Anti p mtor

Flow cytometry: commercial antibodies anti-CD86-FITC (clone 2231 FUN-1), CD274 (PD-L1)-FITC (clone MIH1), CD273 (PD-L2)-PE (clone MIH-18), HLA-DR-PE-Cy7 (clone L243), IFN-γ-FITC (clone 4SB3) were purchased from BD Biosciences; CD83-PerCP-Cy5.5 (clone HB15a) was purchased from Beckman Coulter; CD80-FITC (clone MAB104), CD40-PerCP-eFluor710 (clone 5C3), CD1a-PE-Cy7 (clone HI149) and CD4-PE-Cy7 (clone RPA-T4) were purchased from eBioscience; TLR2-FITC (clone T2.5), TIM-3-PE (clone F38-2E2), IL-10-PE (clone JES3-9D7), KI-67-PE (clone Ki-67) were purchased from BioLegend; CD14-PE-DL594 (clone MEM-15), CD11c-APC (clone BU15), CD3-AF700 (clone MEM-57), CD8-PE-Dy590 (clone MEM-31) were purchased from Exbio; CD85k (ILT-3)-PE (clone 293623), CD85d (IL-T4)-FITC (clone 287219) were purchased from R&D Systems.

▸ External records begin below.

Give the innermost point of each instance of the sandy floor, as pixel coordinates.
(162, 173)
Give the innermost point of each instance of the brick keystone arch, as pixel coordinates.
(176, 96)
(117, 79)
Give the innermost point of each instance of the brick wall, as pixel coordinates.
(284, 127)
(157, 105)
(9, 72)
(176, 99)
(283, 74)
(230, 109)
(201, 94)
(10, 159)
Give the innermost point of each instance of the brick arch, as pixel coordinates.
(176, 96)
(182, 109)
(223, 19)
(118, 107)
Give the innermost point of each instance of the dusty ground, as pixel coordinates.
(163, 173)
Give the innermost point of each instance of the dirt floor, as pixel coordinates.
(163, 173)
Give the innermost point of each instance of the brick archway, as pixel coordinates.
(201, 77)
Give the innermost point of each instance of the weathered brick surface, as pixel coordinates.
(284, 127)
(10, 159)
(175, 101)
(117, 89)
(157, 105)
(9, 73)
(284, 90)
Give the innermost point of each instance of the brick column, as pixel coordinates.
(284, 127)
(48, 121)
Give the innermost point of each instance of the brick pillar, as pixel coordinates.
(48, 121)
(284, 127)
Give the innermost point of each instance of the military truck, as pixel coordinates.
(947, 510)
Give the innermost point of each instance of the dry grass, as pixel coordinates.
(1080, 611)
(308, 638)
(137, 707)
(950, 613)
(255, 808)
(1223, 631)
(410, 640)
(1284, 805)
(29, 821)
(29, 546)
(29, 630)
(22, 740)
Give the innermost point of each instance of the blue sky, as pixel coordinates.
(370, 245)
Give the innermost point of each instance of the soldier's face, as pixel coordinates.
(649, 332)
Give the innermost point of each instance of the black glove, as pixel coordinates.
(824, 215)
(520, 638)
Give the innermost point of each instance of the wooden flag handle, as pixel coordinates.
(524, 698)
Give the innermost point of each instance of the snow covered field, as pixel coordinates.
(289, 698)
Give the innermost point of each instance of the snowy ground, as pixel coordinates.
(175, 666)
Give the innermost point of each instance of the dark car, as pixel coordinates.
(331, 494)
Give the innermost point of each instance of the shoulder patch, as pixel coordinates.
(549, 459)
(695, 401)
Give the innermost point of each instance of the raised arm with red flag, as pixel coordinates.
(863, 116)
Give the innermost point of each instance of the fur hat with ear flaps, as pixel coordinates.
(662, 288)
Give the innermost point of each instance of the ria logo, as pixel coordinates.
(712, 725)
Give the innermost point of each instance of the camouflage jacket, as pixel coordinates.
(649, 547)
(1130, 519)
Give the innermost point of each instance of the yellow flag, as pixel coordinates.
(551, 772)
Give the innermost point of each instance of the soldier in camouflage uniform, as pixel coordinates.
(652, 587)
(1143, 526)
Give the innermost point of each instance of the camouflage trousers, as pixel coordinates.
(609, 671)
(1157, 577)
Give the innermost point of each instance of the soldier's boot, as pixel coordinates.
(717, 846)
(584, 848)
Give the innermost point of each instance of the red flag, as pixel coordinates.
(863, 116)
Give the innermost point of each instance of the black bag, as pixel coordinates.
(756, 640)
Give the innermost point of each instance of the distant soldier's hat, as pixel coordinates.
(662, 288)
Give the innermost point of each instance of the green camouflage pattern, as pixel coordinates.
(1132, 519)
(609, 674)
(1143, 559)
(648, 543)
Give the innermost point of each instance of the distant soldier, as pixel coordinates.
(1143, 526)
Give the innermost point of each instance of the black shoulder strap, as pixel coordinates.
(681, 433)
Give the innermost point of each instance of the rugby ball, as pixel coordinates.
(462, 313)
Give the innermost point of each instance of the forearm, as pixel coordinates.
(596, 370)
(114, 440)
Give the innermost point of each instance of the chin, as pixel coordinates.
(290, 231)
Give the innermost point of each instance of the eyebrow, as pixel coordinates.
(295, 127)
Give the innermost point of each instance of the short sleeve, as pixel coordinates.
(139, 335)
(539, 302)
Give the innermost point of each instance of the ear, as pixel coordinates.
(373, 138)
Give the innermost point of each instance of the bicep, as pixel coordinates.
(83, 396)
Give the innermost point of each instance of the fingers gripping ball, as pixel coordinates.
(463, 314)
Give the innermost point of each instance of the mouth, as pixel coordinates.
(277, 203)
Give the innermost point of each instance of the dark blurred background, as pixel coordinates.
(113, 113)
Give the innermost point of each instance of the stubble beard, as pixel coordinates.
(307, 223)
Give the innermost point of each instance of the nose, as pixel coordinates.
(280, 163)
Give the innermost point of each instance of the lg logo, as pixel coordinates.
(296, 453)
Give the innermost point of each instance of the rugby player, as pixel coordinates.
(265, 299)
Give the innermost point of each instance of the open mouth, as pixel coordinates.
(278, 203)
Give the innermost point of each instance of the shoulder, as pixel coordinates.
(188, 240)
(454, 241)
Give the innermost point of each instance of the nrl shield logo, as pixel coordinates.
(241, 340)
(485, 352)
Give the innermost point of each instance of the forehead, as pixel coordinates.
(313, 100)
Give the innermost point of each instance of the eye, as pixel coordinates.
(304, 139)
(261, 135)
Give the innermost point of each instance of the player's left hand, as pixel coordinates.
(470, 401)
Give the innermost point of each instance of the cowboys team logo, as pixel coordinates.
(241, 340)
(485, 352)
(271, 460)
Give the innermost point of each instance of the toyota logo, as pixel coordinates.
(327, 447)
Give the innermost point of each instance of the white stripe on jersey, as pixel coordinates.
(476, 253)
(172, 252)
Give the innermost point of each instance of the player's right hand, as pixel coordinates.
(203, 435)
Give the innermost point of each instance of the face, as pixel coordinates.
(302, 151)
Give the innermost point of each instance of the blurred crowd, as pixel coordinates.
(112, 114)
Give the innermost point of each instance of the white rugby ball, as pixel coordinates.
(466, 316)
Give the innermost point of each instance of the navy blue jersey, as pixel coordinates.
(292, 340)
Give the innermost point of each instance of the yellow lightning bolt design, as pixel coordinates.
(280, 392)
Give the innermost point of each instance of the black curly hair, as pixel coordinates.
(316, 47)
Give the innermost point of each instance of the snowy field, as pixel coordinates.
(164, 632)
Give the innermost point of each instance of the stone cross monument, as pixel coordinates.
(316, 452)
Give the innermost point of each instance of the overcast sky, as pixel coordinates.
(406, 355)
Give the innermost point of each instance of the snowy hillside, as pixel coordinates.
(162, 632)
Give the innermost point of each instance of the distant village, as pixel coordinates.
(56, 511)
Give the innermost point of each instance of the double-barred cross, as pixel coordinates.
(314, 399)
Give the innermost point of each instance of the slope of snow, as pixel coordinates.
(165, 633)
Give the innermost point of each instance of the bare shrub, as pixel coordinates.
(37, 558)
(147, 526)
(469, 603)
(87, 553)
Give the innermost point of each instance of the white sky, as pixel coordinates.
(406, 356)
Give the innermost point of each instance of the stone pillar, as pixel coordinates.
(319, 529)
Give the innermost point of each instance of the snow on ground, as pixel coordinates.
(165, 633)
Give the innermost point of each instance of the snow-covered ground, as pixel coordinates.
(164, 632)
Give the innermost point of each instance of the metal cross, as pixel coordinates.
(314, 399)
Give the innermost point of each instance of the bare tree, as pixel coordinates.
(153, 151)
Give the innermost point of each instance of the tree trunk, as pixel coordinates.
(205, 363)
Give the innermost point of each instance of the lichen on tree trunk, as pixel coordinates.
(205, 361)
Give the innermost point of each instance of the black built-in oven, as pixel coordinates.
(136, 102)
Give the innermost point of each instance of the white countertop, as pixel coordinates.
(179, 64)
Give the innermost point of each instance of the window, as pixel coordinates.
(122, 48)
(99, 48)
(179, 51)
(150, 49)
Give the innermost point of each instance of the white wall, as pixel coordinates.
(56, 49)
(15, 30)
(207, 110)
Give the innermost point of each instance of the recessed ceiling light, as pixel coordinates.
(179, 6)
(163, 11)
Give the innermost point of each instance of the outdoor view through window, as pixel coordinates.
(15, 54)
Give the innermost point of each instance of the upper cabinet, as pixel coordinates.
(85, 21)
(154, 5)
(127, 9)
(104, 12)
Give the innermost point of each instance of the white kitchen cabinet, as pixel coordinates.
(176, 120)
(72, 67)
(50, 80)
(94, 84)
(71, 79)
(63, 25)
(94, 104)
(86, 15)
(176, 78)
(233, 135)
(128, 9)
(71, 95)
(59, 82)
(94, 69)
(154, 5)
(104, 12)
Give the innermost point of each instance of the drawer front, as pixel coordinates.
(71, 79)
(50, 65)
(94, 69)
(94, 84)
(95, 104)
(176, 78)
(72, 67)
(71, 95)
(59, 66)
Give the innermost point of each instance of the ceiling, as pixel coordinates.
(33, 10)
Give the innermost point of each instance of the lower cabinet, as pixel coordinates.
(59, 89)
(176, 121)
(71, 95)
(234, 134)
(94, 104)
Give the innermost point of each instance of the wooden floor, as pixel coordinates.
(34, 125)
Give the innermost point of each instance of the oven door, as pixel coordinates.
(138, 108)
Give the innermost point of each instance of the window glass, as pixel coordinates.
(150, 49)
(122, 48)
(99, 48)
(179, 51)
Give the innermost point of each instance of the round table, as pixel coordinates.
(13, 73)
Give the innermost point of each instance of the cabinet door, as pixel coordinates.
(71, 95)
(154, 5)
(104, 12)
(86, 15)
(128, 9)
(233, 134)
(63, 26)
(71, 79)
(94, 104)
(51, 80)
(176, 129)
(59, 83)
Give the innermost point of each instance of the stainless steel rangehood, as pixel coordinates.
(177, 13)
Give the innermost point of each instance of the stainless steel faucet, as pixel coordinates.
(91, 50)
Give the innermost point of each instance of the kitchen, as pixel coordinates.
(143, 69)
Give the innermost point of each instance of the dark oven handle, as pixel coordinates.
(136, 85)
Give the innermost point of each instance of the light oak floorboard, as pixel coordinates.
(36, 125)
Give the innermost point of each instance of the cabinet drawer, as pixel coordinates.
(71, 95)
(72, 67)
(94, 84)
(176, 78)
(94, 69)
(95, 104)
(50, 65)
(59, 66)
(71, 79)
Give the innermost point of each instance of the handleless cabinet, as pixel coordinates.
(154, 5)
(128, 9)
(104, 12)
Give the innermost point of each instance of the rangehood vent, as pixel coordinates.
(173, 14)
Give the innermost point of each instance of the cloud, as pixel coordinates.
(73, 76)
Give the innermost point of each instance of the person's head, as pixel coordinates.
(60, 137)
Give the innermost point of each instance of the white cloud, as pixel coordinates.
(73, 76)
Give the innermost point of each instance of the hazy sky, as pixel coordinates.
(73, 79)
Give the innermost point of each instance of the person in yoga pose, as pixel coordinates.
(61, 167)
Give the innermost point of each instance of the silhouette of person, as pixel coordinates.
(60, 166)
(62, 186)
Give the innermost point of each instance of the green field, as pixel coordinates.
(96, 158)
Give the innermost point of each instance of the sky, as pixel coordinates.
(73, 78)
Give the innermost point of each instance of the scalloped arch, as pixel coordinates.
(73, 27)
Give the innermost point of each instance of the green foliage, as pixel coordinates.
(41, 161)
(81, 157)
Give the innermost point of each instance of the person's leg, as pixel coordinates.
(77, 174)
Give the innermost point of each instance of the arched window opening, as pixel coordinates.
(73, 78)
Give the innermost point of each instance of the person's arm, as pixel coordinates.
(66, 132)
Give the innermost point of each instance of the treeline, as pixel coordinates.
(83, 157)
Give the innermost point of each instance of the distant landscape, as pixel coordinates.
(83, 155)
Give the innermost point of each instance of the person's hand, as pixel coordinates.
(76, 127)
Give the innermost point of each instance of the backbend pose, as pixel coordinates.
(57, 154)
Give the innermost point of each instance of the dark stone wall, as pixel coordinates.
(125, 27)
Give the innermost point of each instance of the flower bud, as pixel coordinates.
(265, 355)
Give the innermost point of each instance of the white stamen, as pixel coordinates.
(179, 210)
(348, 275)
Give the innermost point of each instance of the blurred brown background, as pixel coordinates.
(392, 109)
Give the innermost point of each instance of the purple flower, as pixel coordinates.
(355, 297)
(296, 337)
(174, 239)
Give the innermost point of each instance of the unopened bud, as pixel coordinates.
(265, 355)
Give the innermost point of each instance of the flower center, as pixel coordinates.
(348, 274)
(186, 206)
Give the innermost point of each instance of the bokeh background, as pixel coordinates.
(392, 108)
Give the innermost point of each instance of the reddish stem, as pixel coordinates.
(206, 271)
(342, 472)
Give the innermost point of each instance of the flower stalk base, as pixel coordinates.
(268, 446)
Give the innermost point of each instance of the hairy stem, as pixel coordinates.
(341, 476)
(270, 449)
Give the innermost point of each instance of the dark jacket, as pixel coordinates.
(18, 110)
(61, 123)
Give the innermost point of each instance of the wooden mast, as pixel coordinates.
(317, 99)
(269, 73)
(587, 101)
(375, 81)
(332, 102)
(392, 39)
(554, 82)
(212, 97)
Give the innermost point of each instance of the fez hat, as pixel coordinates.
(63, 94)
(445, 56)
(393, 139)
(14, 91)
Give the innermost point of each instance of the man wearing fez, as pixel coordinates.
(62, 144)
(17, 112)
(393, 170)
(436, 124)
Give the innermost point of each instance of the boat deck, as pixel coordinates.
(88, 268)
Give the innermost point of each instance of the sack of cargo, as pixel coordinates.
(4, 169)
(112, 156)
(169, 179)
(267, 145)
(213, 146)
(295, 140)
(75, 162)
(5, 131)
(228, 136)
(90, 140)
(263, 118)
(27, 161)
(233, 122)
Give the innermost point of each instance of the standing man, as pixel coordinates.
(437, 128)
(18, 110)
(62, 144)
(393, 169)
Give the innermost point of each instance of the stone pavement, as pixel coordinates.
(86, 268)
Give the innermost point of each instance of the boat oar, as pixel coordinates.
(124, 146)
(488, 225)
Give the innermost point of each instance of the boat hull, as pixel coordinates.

For western blot, anti-p-p38 MAPK, anti-p-ERK1/2, anti-p-JNK/SAPK, anti-p-IκB-α, anti-IDO, anti-p-mTOR, anti-p-STAT3, anti-p-p70S6K, anti-p38 MAPK, anti-ERK1/2, anti-JNK/SAPK and anti-STAT3 Ab were purchased from Cell Signaling Technology; anti-actin was from BioLegend.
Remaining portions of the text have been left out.